My feeling has been that Sulla's purges were the effective end of the
Republic. Rome had no bureaucracy. It instead relied on great administrators
(like Pompey, for example) to carry out public work projects effectively. The
conflicts of the 80s not only thinned out talent from entering into the
oligarchy, it required the entry of new men or men with families with less
auctoritas like Cicero and Caesar. The emergence of new men created a rift
between the optimates (conservatives, traditional oligarchy) and new folks
that reduced compromise and lateralized society further.

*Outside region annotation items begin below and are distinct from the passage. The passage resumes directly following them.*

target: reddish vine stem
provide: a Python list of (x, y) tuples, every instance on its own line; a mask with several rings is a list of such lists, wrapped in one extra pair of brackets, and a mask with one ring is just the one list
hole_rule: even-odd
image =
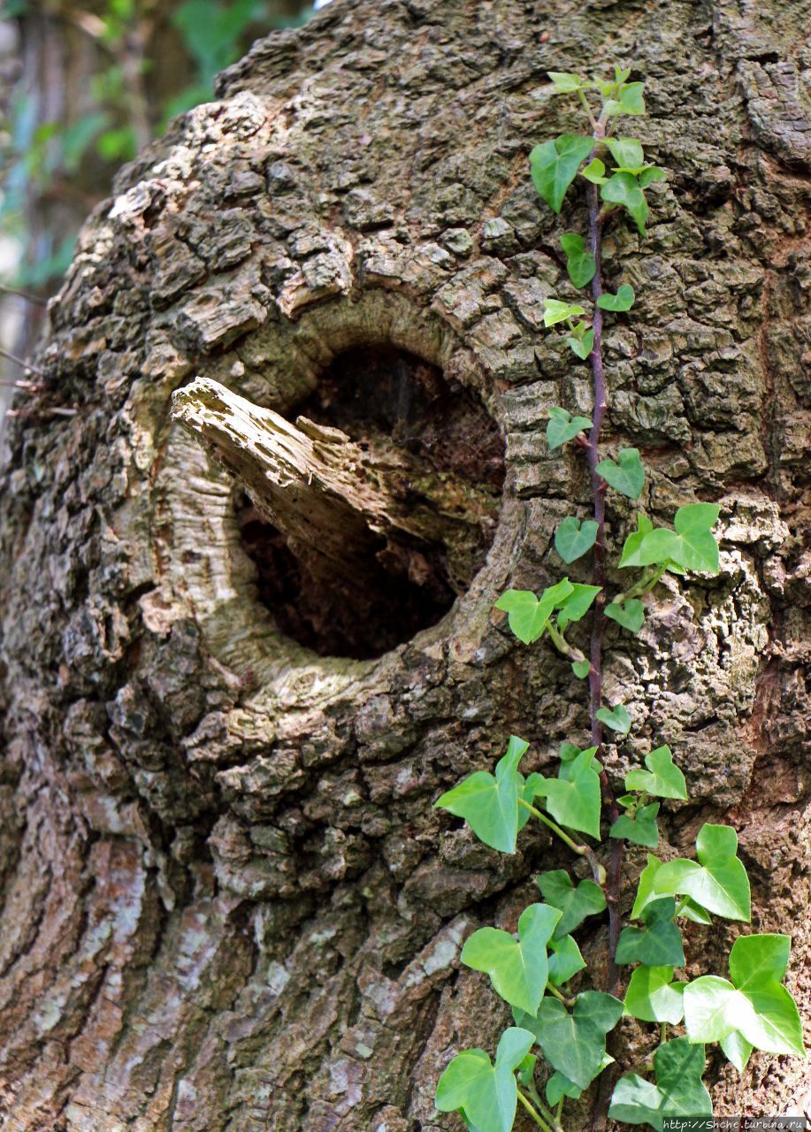
[[(595, 136), (600, 137), (605, 126), (597, 123)], [(595, 305), (592, 329), (595, 341), (589, 360), (591, 362), (591, 376), (594, 381), (594, 413), (591, 431), (589, 432), (588, 463), (591, 475), (591, 492), (595, 501), (595, 522), (597, 523), (597, 539), (594, 546), (594, 582), (599, 585), (600, 592), (595, 601), (595, 616), (591, 625), (591, 644), (589, 650), (589, 718), (591, 722), (591, 745), (597, 747), (598, 757), (603, 748), (603, 724), (597, 719), (603, 702), (603, 637), (605, 635), (605, 604), (606, 604), (606, 565), (605, 565), (605, 492), (606, 484), (597, 472), (599, 463), (599, 440), (603, 421), (608, 408), (608, 391), (606, 388), (605, 369), (603, 366), (603, 310), (597, 306), (597, 300), (603, 294), (603, 221), (600, 215), (599, 196), (597, 186), (589, 183), (588, 192), (589, 212), (589, 248), (595, 258), (595, 275), (591, 280), (591, 299)], [(603, 799), (608, 809), (612, 822), (620, 816), (620, 809), (614, 797), (608, 774), (603, 769), (600, 774), (603, 787)], [(620, 940), (622, 928), (622, 910), (620, 908), (620, 873), (622, 869), (623, 843), (615, 840), (612, 847), (611, 863), (606, 882), (606, 903), (608, 904), (608, 990), (613, 994), (616, 990), (618, 970), (614, 957)]]

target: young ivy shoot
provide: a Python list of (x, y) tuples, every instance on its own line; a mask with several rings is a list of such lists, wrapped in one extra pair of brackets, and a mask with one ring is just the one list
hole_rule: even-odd
[[(588, 681), (590, 741), (582, 749), (564, 743), (557, 777), (547, 778), (521, 773), (529, 744), (512, 736), (493, 772), (476, 771), (436, 805), (464, 818), (479, 840), (505, 854), (515, 852), (519, 835), (530, 835), (522, 833), (524, 826), (540, 822), (583, 858), (591, 880), (575, 884), (564, 869), (543, 873), (543, 900), (523, 910), (515, 934), (483, 927), (464, 944), (462, 962), (489, 977), (495, 993), (512, 1006), (515, 1023), (502, 1035), (495, 1060), (484, 1049), (464, 1049), (438, 1081), (437, 1109), (456, 1113), (472, 1132), (511, 1132), (519, 1106), (544, 1132), (562, 1132), (566, 1100), (579, 1098), (614, 1061), (606, 1039), (623, 1015), (655, 1027), (658, 1045), (649, 1062), (620, 1077), (613, 1092), (596, 1090), (595, 1115), (657, 1132), (667, 1117), (711, 1116), (702, 1080), (708, 1043), (718, 1043), (739, 1072), (752, 1049), (804, 1055), (797, 1007), (783, 985), (788, 936), (740, 936), (729, 952), (728, 978), (710, 974), (686, 981), (675, 974), (685, 964), (681, 923), (710, 924), (714, 916), (750, 920), (749, 880), (735, 831), (706, 824), (695, 840), (695, 859), (665, 863), (656, 856), (659, 807), (665, 799), (688, 799), (688, 783), (669, 747), (647, 754), (642, 766), (628, 772), (622, 789), (603, 765), (604, 736), (618, 740), (633, 727), (625, 704), (606, 703), (603, 695), (607, 621), (617, 632), (639, 633), (644, 599), (652, 598), (665, 574), (686, 577), (719, 569), (712, 533), (718, 506), (685, 503), (665, 526), (638, 514), (616, 563), (617, 576), (629, 581), (621, 592), (609, 586), (606, 501), (612, 492), (638, 500), (646, 473), (637, 448), (600, 449), (608, 406), (603, 320), (624, 317), (635, 299), (628, 283), (616, 293), (604, 290), (603, 233), (613, 217), (626, 213), (644, 237), (646, 190), (665, 179), (665, 171), (646, 160), (641, 143), (620, 132), (628, 118), (644, 113), (644, 84), (629, 82), (630, 75), (618, 67), (607, 80), (549, 72), (556, 92), (579, 100), (588, 127), (544, 142), (529, 158), (532, 182), (555, 213), (575, 180), (586, 194), (588, 230), (561, 237), (569, 282), (584, 294), (575, 302), (547, 299), (544, 325), (558, 327), (577, 359), (573, 365), (586, 362), (591, 370), (591, 417), (555, 406), (546, 430), (552, 451), (575, 445), (588, 464), (592, 513), (563, 518), (555, 550), (566, 566), (590, 556), (591, 584), (562, 577), (540, 594), (507, 590), (496, 608), (507, 615), (519, 641), (532, 645), (546, 636), (570, 661), (573, 676)], [(587, 651), (573, 643), (570, 628), (586, 618)], [(623, 925), (626, 842), (651, 851), (631, 923)], [(606, 911), (608, 985), (574, 993), (570, 980), (586, 968), (574, 933), (587, 918)]]

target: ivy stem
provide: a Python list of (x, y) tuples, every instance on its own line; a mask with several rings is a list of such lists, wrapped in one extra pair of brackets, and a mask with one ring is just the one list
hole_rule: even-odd
[(553, 822), (553, 820), (550, 817), (547, 817), (546, 814), (541, 813), (540, 809), (536, 809), (535, 806), (530, 806), (530, 804), (528, 801), (524, 801), (523, 798), (519, 798), (518, 804), (519, 806), (523, 806), (524, 809), (528, 809), (530, 814), (537, 817), (539, 822), (543, 822), (544, 825), (548, 825), (552, 832), (556, 833), (557, 837), (569, 846), (572, 852), (575, 852), (578, 855), (578, 857), (584, 857), (588, 860), (589, 865), (591, 866), (591, 875), (594, 876), (597, 884), (605, 885), (606, 871), (597, 860), (597, 855), (595, 854), (594, 849), (590, 846), (583, 846), (583, 844), (579, 846), (577, 841), (572, 841), (566, 831), (562, 830), (561, 826), (557, 824), (557, 822)]
[[(595, 129), (595, 152), (605, 137), (606, 123), (600, 117)], [(608, 408), (608, 389), (605, 379), (605, 368), (603, 365), (603, 310), (597, 306), (597, 300), (603, 294), (603, 222), (600, 220), (599, 194), (596, 185), (589, 182), (587, 188), (587, 200), (589, 212), (589, 249), (595, 258), (595, 275), (591, 280), (591, 299), (595, 305), (592, 329), (595, 332), (595, 343), (589, 354), (591, 362), (591, 378), (594, 385), (594, 412), (591, 414), (591, 431), (589, 432), (589, 447), (587, 457), (589, 462), (589, 473), (591, 475), (591, 495), (595, 501), (595, 522), (597, 523), (597, 539), (594, 546), (594, 583), (600, 588), (600, 592), (595, 599), (595, 616), (591, 623), (591, 643), (589, 669), (589, 718), (591, 722), (591, 745), (597, 747), (597, 757), (601, 760), (603, 751), (603, 724), (597, 719), (597, 712), (603, 703), (603, 638), (605, 636), (605, 604), (606, 604), (606, 546), (605, 546), (605, 494), (606, 483), (597, 472), (599, 463), (600, 431)], [(608, 811), (612, 822), (620, 816), (620, 807), (616, 804), (614, 791), (608, 780), (608, 774), (603, 767), (600, 773), (603, 788), (603, 800)], [(613, 994), (620, 978), (620, 971), (615, 962), (616, 946), (620, 941), (620, 929), (622, 927), (622, 911), (620, 908), (620, 874), (622, 871), (622, 856), (624, 842), (620, 839), (614, 841), (612, 847), (611, 861), (608, 865), (608, 880), (606, 884), (606, 903), (608, 904), (608, 992)]]
[(571, 645), (561, 631), (555, 628), (552, 621), (549, 621), (546, 628), (549, 634), (549, 640), (558, 652), (562, 652), (564, 657), (567, 657), (569, 660), (572, 661), (586, 660), (586, 653), (581, 652), (580, 649), (575, 649), (574, 645)]
[(532, 1117), (538, 1127), (544, 1129), (544, 1132), (553, 1132), (552, 1127), (541, 1118), (540, 1113), (537, 1112), (535, 1106), (530, 1104), (529, 1099), (524, 1097), (521, 1090), (518, 1090), (518, 1099), (521, 1101), (523, 1107), (527, 1109), (529, 1115)]
[(566, 998), (566, 996), (562, 994), (557, 989), (557, 987), (554, 986), (552, 983), (546, 984), (546, 989), (549, 992), (549, 994), (554, 994), (554, 996), (558, 1000), (558, 1002), (562, 1002), (564, 1006), (569, 1006), (570, 1010), (577, 1002), (577, 998)]
[[(563, 1130), (561, 1129), (561, 1125), (557, 1123), (557, 1121), (555, 1120), (555, 1117), (553, 1116), (553, 1114), (549, 1112), (549, 1109), (546, 1107), (546, 1105), (541, 1104), (541, 1101), (540, 1101), (539, 1098), (536, 1098), (536, 1104), (543, 1110), (544, 1116), (546, 1117), (546, 1120), (544, 1120), (544, 1117), (541, 1117), (540, 1113), (535, 1107), (535, 1105), (532, 1105), (530, 1103), (529, 1098), (523, 1092), (521, 1092), (520, 1089), (518, 1090), (518, 1099), (521, 1101), (521, 1104), (527, 1109), (527, 1112), (532, 1117), (532, 1120), (538, 1125), (538, 1127), (544, 1129), (545, 1132), (563, 1132)], [(549, 1122), (548, 1124), (547, 1124), (547, 1121)]]

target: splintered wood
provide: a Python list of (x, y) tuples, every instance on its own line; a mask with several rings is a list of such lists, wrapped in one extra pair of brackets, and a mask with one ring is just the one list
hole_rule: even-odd
[[(455, 592), (471, 581), (488, 499), (452, 473), (426, 475), (394, 445), (365, 451), (340, 429), (292, 424), (208, 378), (172, 396), (172, 418), (230, 472), (315, 577), (348, 591), (369, 566), (420, 584), (439, 550)], [(379, 449), (379, 446), (378, 446)]]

Cicero was very moderate most of his career until his attempts to split up the
Caesarians after the assassination, even so he found himself butting heads
with stubborns like Cato his entire life. Caesar felt as though his hand was
forced in the civil war, as the optimates wanted to arrest him for his land
reform a decade earlier as consul as soon as he put down his imperium from the
Gallic campaigns.

I would perhaps argue that the largest parallel the US has with Republican
Rome is the breakdown of compromise and trust alongside increased
lateralization. One can examine vote pairing incidence in the US Senate to
observe this: recently Lisa Murkowski voted "present" during the Kavanaugh
vote to allow a republican colleague to go to his daughter's wedding. Vote
pairing used to be commonplace, and is seen as a gesture of compromise and
good will, but it is very, very rare nowadays.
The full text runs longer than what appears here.